As our community was forcibly disbanded, the hysteria eventually subsided, and although occasional bouts of unexplained nausea and the banal existence of flies persisted, the villagers mostly returned to their lives and let that curious obsession slip into the shade of history. Sometimes when I think back to those days I wonder where our inquisitive work might have led if it wasn’t for the flies. Then again, I try to remember why I was really so entranced by the details of disease — by the colors and forms, the tactics and complexities — and if I was indeed only distracting myself.
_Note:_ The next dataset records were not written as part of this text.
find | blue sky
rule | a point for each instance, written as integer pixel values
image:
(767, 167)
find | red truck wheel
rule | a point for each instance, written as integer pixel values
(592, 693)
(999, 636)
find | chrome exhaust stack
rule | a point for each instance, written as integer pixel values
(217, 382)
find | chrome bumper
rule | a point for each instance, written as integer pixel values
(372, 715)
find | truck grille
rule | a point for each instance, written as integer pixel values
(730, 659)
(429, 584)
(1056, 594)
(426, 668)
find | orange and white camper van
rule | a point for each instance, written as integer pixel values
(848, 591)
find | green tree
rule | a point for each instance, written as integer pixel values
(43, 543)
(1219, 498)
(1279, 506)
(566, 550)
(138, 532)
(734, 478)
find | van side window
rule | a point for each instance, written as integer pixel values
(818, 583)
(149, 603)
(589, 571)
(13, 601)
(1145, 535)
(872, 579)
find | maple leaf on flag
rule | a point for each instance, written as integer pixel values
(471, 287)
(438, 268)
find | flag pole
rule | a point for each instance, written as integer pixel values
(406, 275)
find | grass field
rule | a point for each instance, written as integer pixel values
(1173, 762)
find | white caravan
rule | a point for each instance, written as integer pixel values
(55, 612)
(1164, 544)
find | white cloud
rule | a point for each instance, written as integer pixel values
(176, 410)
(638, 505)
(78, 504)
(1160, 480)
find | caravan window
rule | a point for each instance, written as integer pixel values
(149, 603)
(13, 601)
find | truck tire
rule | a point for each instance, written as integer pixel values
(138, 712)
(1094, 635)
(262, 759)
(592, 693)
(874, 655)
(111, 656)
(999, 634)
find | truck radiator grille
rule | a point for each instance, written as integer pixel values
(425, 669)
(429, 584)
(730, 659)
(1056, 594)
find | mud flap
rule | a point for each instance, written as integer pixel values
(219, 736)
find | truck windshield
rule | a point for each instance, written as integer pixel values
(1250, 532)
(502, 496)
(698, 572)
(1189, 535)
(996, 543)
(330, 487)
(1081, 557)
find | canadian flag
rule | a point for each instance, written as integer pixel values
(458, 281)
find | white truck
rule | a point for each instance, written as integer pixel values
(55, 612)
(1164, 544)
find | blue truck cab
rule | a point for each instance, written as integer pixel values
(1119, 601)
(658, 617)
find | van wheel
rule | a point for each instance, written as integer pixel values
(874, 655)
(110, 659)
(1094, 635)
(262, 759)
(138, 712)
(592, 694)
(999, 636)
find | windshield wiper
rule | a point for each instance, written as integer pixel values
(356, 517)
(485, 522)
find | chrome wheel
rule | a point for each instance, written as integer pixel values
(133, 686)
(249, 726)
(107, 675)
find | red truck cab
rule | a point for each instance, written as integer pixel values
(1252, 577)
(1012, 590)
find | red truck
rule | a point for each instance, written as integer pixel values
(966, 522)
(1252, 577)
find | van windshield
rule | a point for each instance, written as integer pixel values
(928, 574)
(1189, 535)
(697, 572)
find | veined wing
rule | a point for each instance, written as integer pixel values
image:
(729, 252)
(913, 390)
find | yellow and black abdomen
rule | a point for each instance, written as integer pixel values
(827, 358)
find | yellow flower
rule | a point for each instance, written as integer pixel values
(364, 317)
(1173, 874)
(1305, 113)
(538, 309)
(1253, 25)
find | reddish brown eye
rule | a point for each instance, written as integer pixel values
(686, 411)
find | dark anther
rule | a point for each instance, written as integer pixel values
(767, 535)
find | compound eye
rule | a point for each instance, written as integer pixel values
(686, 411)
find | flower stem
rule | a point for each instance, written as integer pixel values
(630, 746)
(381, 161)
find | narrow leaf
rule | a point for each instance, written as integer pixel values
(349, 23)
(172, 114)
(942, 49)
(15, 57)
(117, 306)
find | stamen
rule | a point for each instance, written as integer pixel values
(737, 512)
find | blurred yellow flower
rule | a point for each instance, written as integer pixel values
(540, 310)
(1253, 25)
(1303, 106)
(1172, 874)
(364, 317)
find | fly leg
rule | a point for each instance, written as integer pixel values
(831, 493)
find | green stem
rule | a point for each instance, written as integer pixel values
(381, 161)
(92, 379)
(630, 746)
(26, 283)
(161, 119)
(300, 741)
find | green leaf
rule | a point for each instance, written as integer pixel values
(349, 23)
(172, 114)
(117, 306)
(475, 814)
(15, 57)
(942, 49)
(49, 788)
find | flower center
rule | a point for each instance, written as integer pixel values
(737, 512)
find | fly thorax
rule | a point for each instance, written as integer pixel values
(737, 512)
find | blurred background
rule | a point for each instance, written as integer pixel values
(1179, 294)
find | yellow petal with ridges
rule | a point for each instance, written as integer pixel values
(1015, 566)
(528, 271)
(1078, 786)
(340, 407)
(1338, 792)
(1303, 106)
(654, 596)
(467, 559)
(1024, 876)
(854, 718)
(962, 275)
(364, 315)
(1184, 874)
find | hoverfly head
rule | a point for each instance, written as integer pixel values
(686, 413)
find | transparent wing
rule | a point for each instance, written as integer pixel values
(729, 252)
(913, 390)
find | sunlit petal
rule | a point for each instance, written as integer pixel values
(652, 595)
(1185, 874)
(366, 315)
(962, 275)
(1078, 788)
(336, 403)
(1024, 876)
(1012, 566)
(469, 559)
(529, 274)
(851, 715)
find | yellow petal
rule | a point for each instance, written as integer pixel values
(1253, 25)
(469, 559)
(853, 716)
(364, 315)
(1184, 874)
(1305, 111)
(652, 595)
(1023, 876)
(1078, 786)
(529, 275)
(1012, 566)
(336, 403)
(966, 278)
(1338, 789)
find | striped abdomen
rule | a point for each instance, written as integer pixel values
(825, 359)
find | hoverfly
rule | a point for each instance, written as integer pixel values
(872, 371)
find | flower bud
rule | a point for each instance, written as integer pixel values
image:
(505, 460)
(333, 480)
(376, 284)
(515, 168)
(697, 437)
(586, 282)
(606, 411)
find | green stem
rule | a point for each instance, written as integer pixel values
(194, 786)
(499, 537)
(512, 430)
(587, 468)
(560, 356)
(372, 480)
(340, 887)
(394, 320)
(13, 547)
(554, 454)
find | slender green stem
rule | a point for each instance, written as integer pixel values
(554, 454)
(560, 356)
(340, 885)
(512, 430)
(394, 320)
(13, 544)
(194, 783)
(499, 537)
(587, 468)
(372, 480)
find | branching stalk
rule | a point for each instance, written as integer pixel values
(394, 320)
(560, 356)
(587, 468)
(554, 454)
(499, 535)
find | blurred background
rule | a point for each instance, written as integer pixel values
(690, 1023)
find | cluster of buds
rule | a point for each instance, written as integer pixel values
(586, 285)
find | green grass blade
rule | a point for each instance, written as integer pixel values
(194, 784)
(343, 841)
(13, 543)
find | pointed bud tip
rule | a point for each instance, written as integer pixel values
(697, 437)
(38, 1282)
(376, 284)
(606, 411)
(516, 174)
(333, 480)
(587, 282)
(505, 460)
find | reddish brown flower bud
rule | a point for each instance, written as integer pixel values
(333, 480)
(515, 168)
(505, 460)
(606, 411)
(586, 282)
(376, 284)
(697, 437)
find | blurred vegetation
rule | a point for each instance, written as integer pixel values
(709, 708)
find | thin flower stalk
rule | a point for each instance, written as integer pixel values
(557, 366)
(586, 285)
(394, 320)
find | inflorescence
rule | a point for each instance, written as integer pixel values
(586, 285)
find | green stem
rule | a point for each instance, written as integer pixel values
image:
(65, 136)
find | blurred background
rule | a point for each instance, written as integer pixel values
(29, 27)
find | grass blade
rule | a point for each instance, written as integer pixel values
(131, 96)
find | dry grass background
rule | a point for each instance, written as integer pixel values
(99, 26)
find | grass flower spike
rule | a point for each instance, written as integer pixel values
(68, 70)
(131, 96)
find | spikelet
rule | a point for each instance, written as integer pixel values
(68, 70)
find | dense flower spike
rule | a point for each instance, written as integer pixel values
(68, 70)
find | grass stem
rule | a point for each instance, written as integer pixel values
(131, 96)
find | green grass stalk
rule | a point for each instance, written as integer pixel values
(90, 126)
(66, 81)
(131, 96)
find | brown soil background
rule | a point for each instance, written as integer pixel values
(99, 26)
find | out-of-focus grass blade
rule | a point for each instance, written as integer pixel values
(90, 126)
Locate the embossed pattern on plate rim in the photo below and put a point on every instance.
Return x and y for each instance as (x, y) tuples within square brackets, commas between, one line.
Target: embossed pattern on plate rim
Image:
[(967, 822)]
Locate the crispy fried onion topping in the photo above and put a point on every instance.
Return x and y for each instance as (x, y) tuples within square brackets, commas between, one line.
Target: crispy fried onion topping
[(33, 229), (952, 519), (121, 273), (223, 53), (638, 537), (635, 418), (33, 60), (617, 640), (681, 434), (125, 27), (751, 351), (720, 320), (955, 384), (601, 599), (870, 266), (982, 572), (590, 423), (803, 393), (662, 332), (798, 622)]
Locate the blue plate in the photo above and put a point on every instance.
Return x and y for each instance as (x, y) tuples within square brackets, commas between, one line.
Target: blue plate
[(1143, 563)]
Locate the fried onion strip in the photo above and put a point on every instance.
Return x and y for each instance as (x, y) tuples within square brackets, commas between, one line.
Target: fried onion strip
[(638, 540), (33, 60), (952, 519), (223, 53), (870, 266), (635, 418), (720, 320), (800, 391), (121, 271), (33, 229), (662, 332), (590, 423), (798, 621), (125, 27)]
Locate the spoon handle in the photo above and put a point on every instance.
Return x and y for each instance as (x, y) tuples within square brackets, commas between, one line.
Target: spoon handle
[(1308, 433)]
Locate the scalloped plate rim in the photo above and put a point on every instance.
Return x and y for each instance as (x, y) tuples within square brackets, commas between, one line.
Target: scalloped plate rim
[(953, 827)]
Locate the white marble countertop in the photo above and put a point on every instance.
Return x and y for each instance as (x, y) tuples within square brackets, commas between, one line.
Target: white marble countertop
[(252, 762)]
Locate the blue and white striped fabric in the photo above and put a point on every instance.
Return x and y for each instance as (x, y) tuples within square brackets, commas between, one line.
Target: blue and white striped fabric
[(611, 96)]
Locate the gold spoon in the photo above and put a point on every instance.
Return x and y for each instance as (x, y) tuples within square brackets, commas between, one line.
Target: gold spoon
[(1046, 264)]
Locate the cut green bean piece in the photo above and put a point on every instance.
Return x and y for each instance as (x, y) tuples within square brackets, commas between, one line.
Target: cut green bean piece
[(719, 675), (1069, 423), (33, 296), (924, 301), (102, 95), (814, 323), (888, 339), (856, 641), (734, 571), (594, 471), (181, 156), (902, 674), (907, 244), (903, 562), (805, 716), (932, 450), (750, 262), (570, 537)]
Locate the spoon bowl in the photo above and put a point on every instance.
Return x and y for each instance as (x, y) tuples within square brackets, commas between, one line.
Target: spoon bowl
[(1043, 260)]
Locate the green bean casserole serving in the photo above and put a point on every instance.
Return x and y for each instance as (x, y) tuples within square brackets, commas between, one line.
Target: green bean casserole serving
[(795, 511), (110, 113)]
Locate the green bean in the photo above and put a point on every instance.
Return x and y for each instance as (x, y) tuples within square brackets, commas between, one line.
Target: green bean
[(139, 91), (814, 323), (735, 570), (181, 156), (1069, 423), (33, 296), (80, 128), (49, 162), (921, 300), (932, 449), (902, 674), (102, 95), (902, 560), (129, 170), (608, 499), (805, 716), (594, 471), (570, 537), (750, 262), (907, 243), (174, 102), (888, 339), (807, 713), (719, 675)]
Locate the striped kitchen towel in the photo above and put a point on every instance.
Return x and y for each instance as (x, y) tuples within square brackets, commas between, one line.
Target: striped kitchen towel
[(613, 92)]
I remember those nights when theories failed me and I found myself in the darkness that shrouded 90% percent of my body, when all that pulsing mush and poisoned blood that hid in the darkness under my skin remained silent. I remember those nights with my brothers and sisters when I was too excited and unabashed to even brush the flies from my vomit encrusted lips. I would sing our opening prayer:
OhLoRdE, grant me the serenity to accept the things I cannot change, the courage to change the things I can, and the wisdom to know the difference.